Awaria stron Kremla, rosyjskiego rządu i Dumy Państwowej nastąpiła w ubiegłym tygodniu. O problemach raportował Rostelecom, jeden z największych dostawców internetu w Rosji.
Wcześniej władze w Moskwie zdecydowały się na wprowadzenie ograniczenia Twittera, gdyż serwis odmawiał usuwania wskazanych treści. Chodzi o ponad 3168 materiałów zawierających zdaniem rosyjskich urzędników zakazane treści.
Rosjanie zaprzeczają, aby awaria była związana z powyższym, ale do sprawy odniósł się Andriej Polakow, rzecznik Roskomnadzora (Federalnej Służby ds. nadzoru w sferze łączności, technologii informatycznych i środków masowego przekazu).
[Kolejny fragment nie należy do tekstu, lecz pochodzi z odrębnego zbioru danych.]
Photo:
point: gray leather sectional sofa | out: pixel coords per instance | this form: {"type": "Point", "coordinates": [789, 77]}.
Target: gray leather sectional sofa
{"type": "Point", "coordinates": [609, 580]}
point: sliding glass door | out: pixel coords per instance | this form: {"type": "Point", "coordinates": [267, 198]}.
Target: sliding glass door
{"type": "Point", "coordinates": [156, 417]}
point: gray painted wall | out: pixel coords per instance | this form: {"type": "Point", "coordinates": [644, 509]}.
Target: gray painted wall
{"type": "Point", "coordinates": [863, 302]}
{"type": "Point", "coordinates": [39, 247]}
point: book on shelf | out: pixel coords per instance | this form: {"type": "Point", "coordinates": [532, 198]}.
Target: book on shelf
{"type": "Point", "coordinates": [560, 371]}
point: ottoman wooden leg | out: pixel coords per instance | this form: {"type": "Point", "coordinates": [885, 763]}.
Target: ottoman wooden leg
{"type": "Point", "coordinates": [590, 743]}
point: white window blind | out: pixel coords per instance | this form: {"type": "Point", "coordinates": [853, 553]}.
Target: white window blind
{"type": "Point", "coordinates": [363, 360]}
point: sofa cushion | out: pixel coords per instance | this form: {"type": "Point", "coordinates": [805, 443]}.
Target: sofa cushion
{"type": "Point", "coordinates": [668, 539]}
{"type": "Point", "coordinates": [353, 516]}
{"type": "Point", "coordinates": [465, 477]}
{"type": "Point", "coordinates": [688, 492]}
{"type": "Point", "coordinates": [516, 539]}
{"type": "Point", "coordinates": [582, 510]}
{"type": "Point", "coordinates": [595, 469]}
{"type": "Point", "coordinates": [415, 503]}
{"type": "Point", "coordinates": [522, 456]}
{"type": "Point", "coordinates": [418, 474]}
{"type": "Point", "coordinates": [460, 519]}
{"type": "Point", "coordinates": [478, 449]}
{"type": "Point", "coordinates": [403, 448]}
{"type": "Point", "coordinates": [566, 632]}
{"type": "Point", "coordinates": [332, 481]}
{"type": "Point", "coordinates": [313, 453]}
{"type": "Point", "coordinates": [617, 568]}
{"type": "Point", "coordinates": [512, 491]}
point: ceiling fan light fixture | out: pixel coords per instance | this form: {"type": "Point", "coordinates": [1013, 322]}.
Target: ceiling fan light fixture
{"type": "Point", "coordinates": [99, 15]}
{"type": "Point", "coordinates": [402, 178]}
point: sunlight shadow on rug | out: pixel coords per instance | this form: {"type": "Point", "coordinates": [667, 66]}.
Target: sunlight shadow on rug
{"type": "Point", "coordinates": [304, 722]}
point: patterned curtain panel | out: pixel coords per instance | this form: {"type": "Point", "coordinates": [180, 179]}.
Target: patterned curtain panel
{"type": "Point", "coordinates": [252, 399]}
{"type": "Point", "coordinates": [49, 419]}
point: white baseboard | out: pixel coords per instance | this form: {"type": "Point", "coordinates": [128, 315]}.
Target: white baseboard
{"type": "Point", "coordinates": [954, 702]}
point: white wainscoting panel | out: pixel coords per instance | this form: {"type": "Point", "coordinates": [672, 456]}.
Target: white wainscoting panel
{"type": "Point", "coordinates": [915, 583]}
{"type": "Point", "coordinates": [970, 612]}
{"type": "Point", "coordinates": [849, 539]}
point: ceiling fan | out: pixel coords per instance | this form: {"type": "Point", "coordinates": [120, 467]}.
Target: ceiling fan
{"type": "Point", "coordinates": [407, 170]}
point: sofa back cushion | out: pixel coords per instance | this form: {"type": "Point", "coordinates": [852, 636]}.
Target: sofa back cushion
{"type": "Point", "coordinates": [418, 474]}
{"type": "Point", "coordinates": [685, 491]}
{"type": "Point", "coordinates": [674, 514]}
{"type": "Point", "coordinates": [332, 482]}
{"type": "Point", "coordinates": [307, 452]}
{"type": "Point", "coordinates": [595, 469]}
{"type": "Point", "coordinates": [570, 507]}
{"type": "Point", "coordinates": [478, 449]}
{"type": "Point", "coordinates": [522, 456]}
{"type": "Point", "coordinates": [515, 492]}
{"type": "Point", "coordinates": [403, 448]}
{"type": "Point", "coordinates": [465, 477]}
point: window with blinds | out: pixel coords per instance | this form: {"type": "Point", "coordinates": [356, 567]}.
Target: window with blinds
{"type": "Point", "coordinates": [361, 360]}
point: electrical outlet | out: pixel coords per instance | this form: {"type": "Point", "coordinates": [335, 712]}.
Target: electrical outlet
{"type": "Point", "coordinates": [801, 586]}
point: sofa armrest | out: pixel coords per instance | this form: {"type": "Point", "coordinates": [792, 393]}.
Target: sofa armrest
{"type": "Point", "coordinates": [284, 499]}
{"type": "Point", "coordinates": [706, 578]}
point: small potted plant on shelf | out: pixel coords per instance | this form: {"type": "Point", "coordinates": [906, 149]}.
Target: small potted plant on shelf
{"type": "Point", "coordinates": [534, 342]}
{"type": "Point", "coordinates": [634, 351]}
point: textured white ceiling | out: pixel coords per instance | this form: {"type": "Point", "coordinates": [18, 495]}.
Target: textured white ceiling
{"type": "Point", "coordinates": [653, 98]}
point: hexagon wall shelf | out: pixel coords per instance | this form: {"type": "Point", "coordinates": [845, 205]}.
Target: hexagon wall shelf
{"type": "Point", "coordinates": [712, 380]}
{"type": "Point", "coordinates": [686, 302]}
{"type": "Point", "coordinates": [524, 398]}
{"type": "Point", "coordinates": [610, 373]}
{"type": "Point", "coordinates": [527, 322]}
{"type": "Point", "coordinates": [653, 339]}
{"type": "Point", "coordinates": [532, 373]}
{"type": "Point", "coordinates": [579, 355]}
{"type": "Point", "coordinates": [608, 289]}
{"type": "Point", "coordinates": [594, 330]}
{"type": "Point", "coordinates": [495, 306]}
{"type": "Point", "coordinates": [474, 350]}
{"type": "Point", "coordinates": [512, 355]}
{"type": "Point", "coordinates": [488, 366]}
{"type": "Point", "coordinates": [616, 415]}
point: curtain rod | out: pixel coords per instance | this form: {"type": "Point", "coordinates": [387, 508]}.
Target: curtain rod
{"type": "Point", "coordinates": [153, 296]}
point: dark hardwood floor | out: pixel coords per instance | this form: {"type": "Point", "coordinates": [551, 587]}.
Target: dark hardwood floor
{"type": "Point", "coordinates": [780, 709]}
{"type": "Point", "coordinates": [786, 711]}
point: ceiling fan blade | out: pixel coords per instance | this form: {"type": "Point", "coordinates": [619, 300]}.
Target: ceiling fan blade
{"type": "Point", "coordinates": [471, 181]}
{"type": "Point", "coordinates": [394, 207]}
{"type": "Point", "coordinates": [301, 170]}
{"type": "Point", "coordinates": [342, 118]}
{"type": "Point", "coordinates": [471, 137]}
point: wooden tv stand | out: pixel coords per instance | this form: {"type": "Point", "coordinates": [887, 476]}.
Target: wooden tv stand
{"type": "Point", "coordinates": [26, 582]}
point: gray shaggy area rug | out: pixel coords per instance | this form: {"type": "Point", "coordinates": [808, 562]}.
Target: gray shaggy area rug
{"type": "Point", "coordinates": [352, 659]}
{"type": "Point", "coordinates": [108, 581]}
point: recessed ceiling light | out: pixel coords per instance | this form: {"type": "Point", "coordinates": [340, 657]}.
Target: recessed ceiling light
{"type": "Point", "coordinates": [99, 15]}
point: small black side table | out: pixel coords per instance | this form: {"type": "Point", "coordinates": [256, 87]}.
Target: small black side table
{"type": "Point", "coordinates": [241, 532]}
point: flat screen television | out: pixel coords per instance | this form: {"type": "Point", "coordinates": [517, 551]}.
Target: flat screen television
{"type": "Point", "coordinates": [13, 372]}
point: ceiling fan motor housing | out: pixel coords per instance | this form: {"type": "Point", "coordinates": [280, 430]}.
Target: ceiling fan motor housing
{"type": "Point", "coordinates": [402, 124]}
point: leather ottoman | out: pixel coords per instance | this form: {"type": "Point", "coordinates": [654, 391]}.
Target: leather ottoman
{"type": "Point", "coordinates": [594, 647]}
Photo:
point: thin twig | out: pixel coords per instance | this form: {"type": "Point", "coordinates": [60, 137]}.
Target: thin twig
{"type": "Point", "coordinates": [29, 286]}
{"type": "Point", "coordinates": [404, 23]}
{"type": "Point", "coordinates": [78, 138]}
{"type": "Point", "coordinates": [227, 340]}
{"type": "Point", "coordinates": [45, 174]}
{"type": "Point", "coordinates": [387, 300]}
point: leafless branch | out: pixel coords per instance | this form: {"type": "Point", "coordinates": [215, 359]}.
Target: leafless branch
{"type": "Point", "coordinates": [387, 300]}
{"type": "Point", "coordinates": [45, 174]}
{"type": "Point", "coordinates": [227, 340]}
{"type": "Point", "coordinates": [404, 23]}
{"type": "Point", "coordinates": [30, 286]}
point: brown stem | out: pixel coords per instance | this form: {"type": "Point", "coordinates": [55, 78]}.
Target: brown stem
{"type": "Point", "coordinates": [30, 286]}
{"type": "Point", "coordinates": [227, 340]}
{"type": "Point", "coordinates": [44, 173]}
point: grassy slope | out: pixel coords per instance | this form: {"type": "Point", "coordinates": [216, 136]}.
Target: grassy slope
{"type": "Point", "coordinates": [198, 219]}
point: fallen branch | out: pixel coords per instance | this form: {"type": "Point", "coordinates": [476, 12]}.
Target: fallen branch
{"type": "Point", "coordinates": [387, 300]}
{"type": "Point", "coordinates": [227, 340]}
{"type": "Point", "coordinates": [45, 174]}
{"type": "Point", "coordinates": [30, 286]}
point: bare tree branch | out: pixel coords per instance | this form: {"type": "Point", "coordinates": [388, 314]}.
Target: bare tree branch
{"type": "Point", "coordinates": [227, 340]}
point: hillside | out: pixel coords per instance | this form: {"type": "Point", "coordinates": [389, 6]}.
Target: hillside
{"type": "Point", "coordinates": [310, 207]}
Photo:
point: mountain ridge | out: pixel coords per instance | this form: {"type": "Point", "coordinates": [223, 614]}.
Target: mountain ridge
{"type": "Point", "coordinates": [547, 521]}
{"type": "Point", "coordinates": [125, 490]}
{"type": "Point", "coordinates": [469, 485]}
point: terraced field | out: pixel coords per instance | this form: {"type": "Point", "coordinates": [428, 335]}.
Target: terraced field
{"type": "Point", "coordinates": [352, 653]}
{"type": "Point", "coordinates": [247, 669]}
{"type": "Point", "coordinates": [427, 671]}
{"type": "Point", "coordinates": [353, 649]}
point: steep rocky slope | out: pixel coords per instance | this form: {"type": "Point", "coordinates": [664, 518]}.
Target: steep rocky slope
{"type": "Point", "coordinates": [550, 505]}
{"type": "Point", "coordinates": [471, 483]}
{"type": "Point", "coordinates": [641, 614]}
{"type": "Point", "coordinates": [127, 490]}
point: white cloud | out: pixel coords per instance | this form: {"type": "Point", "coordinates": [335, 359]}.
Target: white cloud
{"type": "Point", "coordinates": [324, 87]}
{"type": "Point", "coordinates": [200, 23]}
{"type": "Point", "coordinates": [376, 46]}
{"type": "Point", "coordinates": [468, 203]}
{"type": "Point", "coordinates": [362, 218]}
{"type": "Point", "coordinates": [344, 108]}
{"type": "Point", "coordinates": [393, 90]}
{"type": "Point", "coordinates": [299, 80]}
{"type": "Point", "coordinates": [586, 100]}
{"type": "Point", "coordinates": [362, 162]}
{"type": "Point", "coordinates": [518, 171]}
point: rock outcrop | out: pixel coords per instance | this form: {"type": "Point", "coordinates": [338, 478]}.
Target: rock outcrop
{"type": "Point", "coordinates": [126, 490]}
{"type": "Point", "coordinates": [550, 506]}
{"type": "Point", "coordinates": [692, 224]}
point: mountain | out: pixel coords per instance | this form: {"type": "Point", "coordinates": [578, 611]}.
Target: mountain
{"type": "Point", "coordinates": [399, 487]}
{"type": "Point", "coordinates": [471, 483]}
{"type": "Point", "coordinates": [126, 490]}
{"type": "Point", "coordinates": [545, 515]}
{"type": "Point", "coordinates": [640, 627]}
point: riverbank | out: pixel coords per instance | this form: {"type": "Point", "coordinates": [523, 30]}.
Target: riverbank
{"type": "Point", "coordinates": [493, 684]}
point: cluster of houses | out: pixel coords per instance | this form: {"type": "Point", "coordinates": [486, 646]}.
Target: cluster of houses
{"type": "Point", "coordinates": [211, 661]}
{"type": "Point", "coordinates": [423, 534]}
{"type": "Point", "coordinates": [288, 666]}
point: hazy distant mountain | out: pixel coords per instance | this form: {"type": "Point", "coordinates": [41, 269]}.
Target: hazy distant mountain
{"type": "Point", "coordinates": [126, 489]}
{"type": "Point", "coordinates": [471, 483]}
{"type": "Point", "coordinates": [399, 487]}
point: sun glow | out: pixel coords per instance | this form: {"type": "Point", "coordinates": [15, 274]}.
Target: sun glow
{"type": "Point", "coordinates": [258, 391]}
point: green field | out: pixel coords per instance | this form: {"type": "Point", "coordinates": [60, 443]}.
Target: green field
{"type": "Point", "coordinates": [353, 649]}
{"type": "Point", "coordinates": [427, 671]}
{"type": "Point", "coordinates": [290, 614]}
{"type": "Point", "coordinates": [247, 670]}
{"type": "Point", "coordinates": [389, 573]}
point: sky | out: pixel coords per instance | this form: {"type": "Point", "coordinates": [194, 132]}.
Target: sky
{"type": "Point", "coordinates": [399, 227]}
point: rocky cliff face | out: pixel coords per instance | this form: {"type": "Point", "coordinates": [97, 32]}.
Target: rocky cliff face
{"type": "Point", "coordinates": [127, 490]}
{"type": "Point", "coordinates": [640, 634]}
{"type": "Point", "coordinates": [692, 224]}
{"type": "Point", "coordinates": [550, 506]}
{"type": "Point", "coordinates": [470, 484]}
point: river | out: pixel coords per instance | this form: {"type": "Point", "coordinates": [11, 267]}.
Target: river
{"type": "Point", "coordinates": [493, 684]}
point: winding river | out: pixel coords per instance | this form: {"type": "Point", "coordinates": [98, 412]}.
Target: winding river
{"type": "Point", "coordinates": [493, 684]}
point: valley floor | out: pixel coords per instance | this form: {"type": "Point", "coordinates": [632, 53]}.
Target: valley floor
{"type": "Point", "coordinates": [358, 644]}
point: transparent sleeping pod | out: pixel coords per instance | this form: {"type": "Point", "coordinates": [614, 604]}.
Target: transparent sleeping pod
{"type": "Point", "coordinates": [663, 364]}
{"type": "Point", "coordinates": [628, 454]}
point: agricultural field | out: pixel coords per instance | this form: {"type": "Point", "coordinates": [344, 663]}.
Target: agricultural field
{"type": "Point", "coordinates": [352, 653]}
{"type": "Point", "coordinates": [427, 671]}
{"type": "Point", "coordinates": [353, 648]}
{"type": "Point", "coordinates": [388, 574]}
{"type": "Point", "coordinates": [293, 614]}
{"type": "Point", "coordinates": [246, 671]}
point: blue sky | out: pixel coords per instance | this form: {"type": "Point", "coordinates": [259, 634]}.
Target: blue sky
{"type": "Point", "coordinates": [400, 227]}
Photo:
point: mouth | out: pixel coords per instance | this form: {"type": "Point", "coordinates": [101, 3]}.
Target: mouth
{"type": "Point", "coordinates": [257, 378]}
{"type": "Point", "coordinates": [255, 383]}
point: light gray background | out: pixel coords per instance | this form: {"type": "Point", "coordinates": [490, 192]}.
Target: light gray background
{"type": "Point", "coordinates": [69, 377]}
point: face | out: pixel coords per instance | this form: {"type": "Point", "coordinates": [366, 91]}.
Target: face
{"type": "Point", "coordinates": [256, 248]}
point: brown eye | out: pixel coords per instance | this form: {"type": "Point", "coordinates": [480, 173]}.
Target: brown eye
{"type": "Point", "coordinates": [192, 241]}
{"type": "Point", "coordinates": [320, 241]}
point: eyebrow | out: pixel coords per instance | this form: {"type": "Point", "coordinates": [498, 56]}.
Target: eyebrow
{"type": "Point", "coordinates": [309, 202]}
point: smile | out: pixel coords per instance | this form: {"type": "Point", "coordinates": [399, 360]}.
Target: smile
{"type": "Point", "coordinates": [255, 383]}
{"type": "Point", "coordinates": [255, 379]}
Polakow przekazał, że problemy ze stronami rządowymi zaczęły się dokładnie w momencie, gdy Roskomnadzor ogłosił zamiar spowolnienia Twittera.
Roskomnadzor w 2019 roku przejął część kompetencji, które były do tej pory przeznaczone dla operatorów telekomunikacyjnych w Rosji. Wicepremier Rosji Maksim Akimow zaprzeczał wtedy, że kraj zmierza do stworzenia suwerennego internetu.